Meta Head of Security Policy Nathaniel Gleicher explained that the company removed the content for breaking its rules against “manipulated media,” a form of multimedia misinformation that often manifests as video edited to depict a public figure saying something that they never actually said.

3/ More about our policy against manipulated media in our community standards: https://t.co/y0iEGbdU8D pic.twitter.com/u4IcXZVne7

— Nathaniel Gleicher (@ngleicher) March 16, 2022

The misleading video was intercepted by Meta fairly quickly, but is apparently circulating widely on Facebook’s Russian counterpart VKontakte, according to the Atlantic Council’s Digital Forensic Research Lab. DFRLab also observed that a pro-Russia Telegram channel published a deepfake Wednesday depicting Zelensky calling on the country to surrender.

National TV network Ukraine 24 also reported that its news ticker was hacked on Wednesday to similar ends. The ticker showed a message purportedly from Zelensky calling on the people of Ukraine to end their resistance against Russian invading forces.
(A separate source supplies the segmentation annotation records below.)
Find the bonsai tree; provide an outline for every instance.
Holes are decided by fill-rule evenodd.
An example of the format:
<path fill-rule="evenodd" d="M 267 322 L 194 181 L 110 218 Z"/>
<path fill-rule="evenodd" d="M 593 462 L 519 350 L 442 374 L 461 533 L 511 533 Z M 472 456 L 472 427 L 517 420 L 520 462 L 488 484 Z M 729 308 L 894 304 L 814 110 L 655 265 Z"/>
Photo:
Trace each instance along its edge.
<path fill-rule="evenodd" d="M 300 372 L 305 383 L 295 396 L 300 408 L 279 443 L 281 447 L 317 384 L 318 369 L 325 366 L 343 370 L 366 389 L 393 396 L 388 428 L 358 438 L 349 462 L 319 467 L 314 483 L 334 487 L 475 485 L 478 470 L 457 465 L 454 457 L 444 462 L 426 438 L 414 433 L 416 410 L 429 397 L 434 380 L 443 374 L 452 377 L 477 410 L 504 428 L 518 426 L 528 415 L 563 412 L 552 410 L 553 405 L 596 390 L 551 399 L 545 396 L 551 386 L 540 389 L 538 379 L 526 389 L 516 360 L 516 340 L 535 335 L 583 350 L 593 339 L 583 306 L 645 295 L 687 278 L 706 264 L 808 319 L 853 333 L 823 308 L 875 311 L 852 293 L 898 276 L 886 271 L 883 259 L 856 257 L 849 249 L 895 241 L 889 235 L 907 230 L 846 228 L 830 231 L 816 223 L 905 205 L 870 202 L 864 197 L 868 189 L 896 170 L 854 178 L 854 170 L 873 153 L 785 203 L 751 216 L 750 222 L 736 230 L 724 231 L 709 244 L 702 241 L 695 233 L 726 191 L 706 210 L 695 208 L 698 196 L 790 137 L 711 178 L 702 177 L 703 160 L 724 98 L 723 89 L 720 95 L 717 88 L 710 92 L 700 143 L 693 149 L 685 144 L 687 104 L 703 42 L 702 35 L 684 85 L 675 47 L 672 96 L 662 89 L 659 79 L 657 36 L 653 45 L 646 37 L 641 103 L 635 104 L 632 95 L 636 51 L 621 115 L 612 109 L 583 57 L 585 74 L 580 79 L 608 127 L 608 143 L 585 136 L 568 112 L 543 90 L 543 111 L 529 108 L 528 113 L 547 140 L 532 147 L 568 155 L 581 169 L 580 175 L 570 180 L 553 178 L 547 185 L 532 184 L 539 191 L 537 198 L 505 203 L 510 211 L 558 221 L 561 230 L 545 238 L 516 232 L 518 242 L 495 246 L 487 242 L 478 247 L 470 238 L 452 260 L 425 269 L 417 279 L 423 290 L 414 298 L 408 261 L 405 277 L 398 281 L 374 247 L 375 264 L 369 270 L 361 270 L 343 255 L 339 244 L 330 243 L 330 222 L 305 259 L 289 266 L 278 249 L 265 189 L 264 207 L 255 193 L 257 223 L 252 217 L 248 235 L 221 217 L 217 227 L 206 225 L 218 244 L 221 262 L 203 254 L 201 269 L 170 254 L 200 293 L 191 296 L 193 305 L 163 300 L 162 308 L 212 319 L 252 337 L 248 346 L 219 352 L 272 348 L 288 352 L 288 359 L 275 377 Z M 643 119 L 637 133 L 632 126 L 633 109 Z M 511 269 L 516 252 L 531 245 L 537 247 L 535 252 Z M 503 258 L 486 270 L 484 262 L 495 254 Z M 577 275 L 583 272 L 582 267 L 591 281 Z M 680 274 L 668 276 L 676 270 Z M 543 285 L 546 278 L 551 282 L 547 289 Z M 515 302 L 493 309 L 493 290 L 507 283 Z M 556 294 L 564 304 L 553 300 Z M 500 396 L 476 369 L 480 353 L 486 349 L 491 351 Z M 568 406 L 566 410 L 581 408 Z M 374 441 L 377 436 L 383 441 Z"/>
❗ Russian hybrid warfare in action. Ukraine 24 TV channel was hacked: the news ticker started displaying President Zelenskyy's fake "capitulation" address. @ZelenskyyUa has already refuted the fake, stating the only people he can offer to lay down arms is the Russian troops. pic.twitter.com/MaZjk2hGzA

— Stratcom Centre UA (@StratcomCentre) March 16, 2022

Ukraine’s president was quick to counteract the disinformation with his own messaging on Telegram, shot in the same selfie video style that’s characterized Zelensky’s communications since the beginning of the invasion.

In early March, Ukraine’s Centre for Strategic Communications cautioned that Russia might deploy altered videos to distort public perception of its invasion. The center, part of the Ukrainian government’s Ministry of Culture and Information Policy, focuses on “[countering] external threats, in particular information attacks of the Russian Federation.”

“Imagine seeing Vladimir Zelensky on TV making a surrender statement,” the center wrote on its Facebook page on March 2. “You see it, you hear it – so it’s true. But this is not the truth… Be aware – this is a fake!”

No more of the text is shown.